Now, if you have a site, one of the things you can do is run a affiliate program from your site or build a site to promote whatever affiliate program you are promoting. If you do not have a site of your own, never fear, because most affiliate programs already have sales pages set up for you to promote. This way, you are not having to do the selling, you are simply sending your visitors to a sales
page that’s already set up.
As with any marketing program, it’s important for you to be careful with the program you choose. The reason why I say this is simply because it’s very tempting to jump on a program that has the highest commission structure. Typically, these types of programs tend to be expensive and if you are just starting out, I wouldn’t recommend jumping on board, due to the fact that you don’t have a list of
folks who’ve already bought from you. The best rule of thumb I’ve ever come across is: “If you can’t afford to buy it, neither can your visitors” (particularly in this economy).
Tips for selecting a affiliate program to work with:
1. An affiliate program which pays out anything less than 25% of the sale isn’t one you want to hook up with. Most do, but be careful you’re not suckered into one that doesn’t.
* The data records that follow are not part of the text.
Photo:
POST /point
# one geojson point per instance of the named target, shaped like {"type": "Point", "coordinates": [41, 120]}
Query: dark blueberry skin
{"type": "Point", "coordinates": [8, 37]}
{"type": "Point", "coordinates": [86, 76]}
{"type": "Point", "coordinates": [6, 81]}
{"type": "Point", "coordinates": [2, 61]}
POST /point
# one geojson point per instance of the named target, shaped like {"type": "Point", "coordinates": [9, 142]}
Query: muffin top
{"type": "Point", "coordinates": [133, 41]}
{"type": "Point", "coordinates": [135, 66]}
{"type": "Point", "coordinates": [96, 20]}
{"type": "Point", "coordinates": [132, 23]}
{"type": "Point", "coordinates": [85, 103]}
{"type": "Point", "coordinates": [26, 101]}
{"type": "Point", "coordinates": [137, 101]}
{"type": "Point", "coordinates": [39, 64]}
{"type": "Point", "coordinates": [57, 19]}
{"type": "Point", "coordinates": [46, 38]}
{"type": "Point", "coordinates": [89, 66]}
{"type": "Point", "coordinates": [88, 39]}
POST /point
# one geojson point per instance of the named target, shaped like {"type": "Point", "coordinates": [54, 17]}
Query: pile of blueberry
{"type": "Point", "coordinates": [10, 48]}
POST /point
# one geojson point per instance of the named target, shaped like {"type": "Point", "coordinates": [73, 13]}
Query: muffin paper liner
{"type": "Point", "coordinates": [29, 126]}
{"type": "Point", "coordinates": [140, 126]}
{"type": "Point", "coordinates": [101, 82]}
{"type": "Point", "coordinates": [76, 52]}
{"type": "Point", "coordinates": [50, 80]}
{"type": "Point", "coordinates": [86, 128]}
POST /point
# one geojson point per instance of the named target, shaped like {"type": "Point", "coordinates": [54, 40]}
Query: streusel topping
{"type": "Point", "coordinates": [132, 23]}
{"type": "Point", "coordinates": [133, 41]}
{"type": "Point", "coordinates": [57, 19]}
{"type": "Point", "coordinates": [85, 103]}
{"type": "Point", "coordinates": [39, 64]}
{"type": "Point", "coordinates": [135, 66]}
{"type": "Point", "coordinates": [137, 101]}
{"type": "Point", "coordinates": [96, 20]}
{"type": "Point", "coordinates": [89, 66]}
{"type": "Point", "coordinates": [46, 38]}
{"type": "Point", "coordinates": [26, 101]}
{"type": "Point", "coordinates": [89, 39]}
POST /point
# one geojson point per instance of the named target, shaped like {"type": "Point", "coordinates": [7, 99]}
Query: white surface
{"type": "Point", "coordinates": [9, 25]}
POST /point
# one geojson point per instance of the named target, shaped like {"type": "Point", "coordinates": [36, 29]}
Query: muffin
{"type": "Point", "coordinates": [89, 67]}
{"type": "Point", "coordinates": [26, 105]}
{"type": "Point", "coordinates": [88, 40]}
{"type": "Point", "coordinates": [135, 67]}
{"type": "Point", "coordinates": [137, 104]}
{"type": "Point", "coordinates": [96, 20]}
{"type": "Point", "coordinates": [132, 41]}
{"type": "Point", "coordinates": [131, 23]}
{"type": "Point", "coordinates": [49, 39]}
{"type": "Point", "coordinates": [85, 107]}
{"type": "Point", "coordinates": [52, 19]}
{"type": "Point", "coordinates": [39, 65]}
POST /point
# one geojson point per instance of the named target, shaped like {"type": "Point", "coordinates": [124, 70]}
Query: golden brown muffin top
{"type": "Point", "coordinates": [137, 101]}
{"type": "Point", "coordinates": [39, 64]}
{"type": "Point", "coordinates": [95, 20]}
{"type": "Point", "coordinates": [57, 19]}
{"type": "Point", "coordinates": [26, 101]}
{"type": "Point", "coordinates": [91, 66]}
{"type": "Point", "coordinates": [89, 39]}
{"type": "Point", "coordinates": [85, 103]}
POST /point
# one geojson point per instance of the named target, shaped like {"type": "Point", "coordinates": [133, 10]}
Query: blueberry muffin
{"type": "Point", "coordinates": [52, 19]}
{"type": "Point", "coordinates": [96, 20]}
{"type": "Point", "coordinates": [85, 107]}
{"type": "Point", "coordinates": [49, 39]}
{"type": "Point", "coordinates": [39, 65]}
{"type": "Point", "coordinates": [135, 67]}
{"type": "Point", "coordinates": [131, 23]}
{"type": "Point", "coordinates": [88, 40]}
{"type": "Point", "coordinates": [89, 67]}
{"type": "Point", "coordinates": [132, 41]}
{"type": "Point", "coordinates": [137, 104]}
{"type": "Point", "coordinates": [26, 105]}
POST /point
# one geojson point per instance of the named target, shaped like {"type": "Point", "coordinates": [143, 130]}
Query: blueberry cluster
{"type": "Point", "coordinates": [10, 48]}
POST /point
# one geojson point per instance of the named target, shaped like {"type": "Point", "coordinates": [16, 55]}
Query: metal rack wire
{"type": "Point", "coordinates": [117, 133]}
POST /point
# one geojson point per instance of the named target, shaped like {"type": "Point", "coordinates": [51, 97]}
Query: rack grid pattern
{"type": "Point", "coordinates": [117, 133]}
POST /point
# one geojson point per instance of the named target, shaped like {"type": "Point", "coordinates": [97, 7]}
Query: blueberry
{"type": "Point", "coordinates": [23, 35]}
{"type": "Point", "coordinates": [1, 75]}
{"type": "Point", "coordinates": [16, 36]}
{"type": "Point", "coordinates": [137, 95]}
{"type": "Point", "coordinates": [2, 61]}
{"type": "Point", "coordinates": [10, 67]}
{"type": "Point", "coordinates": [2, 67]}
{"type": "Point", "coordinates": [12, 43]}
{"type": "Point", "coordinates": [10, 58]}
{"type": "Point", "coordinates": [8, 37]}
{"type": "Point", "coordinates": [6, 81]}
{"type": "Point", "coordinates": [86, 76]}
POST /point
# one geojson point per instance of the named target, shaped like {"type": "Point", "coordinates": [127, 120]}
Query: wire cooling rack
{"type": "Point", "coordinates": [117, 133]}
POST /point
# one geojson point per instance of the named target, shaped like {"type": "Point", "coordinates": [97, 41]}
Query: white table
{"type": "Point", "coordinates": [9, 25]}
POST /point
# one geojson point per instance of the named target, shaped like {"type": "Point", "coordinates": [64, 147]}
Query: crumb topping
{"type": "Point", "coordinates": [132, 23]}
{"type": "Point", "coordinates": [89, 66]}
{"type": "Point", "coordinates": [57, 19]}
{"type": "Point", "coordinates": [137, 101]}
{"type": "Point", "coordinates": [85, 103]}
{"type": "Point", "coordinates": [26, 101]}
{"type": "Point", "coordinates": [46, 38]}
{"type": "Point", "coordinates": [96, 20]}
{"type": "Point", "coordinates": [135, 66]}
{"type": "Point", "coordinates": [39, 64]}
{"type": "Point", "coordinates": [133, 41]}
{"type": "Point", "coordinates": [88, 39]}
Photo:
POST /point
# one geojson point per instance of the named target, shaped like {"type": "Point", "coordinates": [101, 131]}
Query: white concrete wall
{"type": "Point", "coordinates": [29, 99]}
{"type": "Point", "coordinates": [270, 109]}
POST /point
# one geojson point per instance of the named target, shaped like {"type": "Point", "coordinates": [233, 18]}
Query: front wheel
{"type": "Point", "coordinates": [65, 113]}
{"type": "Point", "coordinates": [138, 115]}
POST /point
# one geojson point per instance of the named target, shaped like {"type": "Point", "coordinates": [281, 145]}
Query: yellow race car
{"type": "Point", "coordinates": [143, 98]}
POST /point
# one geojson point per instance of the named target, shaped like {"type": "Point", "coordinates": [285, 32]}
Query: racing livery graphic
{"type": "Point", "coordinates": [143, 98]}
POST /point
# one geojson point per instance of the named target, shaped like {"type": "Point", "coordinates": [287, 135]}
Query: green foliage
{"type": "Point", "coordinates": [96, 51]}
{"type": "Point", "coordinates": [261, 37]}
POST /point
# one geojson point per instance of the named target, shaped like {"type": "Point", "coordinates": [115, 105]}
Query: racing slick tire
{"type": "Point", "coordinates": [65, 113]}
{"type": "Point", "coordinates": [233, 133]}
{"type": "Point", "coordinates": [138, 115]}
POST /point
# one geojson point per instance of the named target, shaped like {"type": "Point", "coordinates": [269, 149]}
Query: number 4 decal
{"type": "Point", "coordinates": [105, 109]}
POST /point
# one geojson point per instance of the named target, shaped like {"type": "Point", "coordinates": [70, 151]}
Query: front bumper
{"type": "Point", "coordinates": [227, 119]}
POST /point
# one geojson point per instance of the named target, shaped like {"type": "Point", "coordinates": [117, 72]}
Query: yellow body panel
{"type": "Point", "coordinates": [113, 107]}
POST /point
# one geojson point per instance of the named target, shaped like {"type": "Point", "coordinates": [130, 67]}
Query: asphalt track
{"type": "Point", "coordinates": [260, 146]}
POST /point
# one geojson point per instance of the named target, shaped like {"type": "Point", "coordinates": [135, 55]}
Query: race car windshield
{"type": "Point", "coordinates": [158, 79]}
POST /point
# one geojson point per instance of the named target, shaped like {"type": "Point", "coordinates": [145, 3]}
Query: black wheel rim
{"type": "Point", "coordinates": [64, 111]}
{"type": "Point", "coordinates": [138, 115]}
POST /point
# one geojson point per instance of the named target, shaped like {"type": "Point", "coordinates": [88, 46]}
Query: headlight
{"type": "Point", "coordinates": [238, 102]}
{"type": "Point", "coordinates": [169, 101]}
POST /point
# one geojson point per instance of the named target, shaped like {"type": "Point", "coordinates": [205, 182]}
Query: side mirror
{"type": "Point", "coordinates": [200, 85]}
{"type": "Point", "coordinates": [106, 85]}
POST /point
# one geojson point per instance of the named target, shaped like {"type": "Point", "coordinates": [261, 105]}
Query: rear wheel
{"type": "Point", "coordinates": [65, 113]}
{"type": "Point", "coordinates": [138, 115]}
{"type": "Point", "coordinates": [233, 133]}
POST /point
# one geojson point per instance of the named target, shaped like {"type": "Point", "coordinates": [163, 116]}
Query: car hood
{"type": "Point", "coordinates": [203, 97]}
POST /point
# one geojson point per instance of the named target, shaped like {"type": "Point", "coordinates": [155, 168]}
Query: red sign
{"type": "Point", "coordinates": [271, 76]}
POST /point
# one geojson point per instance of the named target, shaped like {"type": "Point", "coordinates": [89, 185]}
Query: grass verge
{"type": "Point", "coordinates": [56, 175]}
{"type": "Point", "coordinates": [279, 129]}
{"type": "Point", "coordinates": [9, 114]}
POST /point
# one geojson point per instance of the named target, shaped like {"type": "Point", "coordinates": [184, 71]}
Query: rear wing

It’s simply not worth the time and effort you’ll be putting into it.
2. You want an affiliate program that gives you the ability to track your statistics, i.e. # of click throughs, sales, and earnings so that you can see what is working for you and what is not.
3. The program you select must have a wide selection of tools you can use to promote. If you have to build your promotional
tools (banners, text links, and/or graphics), this is a program that’s probably not for you.
4. Be sure to find out how often you’ll be paid, be it monthly, weekly, biweekly or quarterly and make sure the program you
select to promote has a top level support structure in place. You’ll want to make sure that they answer any questions you
may have in a timely manner. If not, then this is not a program you’ll want to get involved in.
All in all, you just want to use some common sense before you commit to an affiliate program. If it appears to be too good to be true, it probably is.
Thanks for reading and I hope this finds you having a great day.